Do you have an enclosed garage or anything? The rabbits don't need to be inside in the heat and the cold is actually not going to hurt them, the wind and other elements are the issue. So moving them into an enclosed area will help. 

We moved ours into our insulated (but not heated) garage last winter. We actually put up tarps along the back of the wall and caught the droppings in big bins that we dumped outside every few days. This worked pretty well for us. The biggest reason we wanted them inside the garage was more to keep the waters from freezing as some heat from the house escaped into there and we also had chicks at the time so we had a heat lamp running in there for them. We usually would have a fan running or on not as cold days we would have the windows open (wind came from the other direction but this allowed fresh air in). 
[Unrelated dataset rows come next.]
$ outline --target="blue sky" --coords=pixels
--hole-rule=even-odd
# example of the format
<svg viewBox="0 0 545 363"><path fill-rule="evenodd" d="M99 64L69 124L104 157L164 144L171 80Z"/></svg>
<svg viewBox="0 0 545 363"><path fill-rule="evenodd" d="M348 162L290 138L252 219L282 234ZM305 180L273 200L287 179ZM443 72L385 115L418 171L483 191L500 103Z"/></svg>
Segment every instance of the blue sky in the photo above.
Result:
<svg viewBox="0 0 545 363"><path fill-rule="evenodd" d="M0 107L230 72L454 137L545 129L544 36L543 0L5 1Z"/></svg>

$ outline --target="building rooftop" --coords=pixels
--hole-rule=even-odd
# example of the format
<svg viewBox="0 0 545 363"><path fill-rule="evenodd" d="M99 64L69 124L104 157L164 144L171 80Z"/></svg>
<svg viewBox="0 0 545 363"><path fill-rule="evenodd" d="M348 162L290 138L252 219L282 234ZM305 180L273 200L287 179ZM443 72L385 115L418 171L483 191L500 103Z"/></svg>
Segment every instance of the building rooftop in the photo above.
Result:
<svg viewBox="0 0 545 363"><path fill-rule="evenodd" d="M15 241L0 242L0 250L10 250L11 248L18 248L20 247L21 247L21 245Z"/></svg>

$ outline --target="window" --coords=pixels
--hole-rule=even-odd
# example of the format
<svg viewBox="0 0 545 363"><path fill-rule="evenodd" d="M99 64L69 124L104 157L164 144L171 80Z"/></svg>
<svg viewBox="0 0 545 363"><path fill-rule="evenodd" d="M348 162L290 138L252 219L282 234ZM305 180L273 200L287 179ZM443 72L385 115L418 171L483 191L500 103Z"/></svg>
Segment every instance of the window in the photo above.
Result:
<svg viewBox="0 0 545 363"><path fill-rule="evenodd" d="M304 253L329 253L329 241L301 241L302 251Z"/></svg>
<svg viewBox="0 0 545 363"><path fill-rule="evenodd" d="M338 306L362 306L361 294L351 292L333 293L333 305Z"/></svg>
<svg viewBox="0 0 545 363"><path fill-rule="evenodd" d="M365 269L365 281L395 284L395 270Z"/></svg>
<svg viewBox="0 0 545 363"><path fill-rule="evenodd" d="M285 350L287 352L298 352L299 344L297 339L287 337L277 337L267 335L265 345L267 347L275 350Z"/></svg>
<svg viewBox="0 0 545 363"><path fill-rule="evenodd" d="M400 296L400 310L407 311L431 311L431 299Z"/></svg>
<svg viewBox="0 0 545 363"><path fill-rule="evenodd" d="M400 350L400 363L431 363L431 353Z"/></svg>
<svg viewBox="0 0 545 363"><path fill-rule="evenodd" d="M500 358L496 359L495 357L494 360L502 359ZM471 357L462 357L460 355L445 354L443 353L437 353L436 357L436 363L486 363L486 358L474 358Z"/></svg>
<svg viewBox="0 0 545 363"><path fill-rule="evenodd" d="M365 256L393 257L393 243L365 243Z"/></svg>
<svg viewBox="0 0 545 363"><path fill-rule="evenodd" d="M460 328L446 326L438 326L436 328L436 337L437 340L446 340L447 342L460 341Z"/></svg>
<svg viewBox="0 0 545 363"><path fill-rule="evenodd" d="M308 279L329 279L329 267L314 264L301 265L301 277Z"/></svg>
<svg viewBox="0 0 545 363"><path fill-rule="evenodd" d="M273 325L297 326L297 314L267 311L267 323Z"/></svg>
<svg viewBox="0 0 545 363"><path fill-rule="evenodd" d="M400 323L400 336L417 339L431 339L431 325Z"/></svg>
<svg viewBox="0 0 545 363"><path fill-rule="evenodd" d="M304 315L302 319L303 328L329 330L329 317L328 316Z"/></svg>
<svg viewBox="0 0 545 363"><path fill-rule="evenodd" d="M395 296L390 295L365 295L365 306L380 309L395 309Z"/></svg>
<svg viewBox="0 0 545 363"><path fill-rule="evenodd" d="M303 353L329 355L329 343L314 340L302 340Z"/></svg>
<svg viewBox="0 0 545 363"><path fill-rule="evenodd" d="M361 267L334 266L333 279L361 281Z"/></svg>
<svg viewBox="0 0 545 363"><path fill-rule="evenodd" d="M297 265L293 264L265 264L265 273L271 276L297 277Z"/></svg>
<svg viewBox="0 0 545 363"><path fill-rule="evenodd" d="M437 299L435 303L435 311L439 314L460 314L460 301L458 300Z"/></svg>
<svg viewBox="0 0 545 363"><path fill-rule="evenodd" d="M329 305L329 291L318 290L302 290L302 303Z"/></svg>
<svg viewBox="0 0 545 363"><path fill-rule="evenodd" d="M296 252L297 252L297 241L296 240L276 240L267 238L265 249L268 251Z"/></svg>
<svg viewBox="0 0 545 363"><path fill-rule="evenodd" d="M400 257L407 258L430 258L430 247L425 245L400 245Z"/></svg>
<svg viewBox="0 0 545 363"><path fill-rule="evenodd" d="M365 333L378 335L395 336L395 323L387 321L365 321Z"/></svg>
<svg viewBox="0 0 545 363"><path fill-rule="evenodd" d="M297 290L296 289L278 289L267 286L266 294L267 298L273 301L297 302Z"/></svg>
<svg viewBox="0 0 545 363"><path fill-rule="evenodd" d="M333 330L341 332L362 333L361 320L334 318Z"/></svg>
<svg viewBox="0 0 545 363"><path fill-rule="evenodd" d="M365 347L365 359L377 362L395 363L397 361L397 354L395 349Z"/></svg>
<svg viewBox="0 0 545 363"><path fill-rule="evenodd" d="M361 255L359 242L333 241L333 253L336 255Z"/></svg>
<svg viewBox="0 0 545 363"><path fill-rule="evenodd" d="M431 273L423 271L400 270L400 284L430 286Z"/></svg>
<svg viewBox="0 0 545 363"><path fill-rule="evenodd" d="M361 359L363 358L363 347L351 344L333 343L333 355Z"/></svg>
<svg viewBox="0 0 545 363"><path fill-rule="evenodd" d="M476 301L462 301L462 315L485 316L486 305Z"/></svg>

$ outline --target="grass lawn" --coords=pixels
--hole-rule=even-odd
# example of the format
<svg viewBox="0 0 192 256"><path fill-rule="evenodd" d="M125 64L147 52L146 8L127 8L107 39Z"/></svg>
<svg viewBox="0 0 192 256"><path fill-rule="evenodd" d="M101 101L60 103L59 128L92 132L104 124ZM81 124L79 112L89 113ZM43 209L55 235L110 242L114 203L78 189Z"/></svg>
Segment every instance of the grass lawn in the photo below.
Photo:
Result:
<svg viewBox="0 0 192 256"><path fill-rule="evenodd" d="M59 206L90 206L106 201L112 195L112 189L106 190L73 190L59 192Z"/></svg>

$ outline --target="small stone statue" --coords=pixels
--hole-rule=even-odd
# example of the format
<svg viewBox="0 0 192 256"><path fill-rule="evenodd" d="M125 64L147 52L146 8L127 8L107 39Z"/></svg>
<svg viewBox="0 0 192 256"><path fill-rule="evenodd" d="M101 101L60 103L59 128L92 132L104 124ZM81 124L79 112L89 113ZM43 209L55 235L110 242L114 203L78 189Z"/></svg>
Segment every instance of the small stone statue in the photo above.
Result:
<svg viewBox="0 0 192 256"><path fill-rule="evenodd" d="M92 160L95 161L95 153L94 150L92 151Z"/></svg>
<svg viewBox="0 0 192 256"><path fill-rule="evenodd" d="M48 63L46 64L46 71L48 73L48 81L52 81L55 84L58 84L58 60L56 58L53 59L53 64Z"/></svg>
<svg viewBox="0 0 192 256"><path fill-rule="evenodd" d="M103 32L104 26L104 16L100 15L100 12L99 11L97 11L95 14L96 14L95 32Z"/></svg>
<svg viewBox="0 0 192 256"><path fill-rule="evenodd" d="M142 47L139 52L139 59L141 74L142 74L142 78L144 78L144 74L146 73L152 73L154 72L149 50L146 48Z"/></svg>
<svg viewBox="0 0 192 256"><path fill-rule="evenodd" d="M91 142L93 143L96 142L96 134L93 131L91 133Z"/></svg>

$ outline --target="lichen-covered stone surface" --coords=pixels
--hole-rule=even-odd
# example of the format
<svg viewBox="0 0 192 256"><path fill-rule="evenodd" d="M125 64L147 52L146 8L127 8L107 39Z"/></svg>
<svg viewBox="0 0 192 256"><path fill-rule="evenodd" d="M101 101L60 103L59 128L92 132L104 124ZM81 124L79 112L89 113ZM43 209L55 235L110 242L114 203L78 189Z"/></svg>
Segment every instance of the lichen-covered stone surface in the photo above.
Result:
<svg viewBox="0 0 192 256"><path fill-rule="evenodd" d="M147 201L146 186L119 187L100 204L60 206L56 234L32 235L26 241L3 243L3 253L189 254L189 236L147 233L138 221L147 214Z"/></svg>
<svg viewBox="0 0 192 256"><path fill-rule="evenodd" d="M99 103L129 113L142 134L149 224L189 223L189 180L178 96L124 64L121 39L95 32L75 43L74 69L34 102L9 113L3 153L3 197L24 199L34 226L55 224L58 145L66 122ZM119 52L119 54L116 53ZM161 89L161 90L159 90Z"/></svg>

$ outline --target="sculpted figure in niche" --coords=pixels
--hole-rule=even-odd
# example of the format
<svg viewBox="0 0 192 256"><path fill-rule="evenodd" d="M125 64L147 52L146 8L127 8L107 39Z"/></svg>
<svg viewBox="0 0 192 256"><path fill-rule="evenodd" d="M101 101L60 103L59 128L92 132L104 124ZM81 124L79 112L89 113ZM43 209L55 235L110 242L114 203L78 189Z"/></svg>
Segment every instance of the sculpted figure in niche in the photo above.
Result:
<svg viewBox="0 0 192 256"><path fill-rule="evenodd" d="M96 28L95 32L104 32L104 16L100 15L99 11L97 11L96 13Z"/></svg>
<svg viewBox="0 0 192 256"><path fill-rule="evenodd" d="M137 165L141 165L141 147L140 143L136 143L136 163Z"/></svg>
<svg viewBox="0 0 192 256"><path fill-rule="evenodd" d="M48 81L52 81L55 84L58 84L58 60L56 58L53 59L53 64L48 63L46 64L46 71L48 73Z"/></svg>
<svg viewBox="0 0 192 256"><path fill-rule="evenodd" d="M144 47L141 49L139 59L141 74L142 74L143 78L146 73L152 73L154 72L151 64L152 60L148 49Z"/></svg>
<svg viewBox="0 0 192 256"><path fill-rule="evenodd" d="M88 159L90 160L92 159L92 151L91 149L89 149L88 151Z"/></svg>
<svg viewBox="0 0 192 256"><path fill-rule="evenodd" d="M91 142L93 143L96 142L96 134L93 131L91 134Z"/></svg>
I will also say in the winters a do drop down to lower amounts of rabbits so I can move them from their normal barn. Their normal barn is open on two sides so waters just freeze right away but the walls to block the wind and elements. Like this winter for example I dropped down to three does and I personally don't breed for litters to be born between late nov. and late feb. I actually just took my three does to a friends to be bred for an early March litter. The does currently live in the chicken coop which between all of the animals in there the waters don't freeze too bad. On really cold nights we set up a heater. 

The biggest thing with us moving the rabbits in from the cold is we don't want the waters freezing


----------